Je me jette dans la pente et je décolle en direction du Circo de los Altares
Les rappels se déroulent à merveille jusqu’au col de la Esperanza et là, une surprise nous attend : un groupe d’alpinistes a posé son bivouac. Quatre Catalans, ainsi que deux guides locaux accompagnés de leur cliente américaine, préparent leur tentative pour le lendemain. La rencontre est joyeuse et animée. Ils nous félicitent pour notre ascension et nous partagent une excellente nouvelle : dans le Circo de los Altares, il n’y a aucun vent. Les conditions sont idéales pour un vol qui pourrait écourter notre descente.
Ni une ni deux, nous sortons nos voiles et les étalons dans la neige. L’appréhension me gagne. Avec le gros sac d’alpinisme sur le dos, la neige ramollit par le soleil, c’est un décollage qui s’annonce délicat. Il me faut plusieurs tentatives pour coordonner le gonflage de la voile et ma course d’élan. Je finis par m’élancer sous les yeux des alpinistes rassemblés. Je me jette dans la pente et je décolle en direction du Circo de los Altares. Et Max me suit quelques secondes plus tard.

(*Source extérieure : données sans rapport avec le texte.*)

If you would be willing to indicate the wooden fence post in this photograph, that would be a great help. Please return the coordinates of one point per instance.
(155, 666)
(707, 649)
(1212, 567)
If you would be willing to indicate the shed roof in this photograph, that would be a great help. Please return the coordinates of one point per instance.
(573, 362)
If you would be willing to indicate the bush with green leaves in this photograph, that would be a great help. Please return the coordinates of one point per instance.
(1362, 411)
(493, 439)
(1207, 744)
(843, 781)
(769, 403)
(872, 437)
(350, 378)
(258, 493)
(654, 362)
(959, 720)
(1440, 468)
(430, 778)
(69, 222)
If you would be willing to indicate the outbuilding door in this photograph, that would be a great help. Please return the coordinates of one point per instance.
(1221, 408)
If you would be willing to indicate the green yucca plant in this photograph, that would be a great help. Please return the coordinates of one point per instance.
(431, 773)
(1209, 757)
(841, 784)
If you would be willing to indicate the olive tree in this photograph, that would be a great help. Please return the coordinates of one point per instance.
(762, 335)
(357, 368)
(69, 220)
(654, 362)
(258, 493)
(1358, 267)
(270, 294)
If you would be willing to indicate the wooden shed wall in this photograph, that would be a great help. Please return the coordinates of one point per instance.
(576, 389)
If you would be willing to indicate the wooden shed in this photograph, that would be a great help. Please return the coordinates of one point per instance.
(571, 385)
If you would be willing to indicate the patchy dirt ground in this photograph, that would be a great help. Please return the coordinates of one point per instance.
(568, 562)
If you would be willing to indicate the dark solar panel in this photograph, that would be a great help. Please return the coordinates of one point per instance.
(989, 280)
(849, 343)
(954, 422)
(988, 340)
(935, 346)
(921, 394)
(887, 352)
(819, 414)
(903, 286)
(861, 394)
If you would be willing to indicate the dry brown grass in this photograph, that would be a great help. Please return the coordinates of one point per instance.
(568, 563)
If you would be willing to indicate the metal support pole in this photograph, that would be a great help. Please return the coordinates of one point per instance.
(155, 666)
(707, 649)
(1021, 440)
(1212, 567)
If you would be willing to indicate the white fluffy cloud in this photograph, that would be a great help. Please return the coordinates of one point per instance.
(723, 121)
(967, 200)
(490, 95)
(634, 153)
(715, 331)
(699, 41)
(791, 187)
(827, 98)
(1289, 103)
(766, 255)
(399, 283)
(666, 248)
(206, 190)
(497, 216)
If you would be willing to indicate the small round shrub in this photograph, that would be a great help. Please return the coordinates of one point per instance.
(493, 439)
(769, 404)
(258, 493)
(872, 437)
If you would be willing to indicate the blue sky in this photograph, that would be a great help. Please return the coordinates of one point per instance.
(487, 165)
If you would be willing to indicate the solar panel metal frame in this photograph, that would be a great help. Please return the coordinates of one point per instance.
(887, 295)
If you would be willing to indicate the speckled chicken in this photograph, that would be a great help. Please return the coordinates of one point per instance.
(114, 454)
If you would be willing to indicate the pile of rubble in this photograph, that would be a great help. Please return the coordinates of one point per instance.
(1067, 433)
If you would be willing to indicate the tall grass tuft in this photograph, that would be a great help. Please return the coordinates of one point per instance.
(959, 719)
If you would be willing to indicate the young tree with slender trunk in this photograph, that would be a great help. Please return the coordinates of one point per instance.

sans doute une première en parapente au-dessus de ce cirque
Samedi 7 décembre, jour 6 :
Nous repartons à l’aube pour profiter du regel nocturne. Les 15 kilomètres restants sur le Hielo sont avalés rapidement. Nous récupérons nos provisions cachées puis rejoignons la vallée glaciaire du Lago Eléctrico. Les 10 derniers kilomètres de plat sont un véritable calvaire pour mes pieds meurtris, mais la perspective de rentrer ce soir me pousse à tenir.
Merci Max pour cette expédition réussie : six jours de partage et d’aventure, un sommet et un vol historique, sans doute une première au-dessus du Circo de los Altares, dans l’un des environnements les plus hostiles du continent sud-américain. Une aventure marquée par la beauté brute des éléments, l’engagement physique et la force du lien de cordée.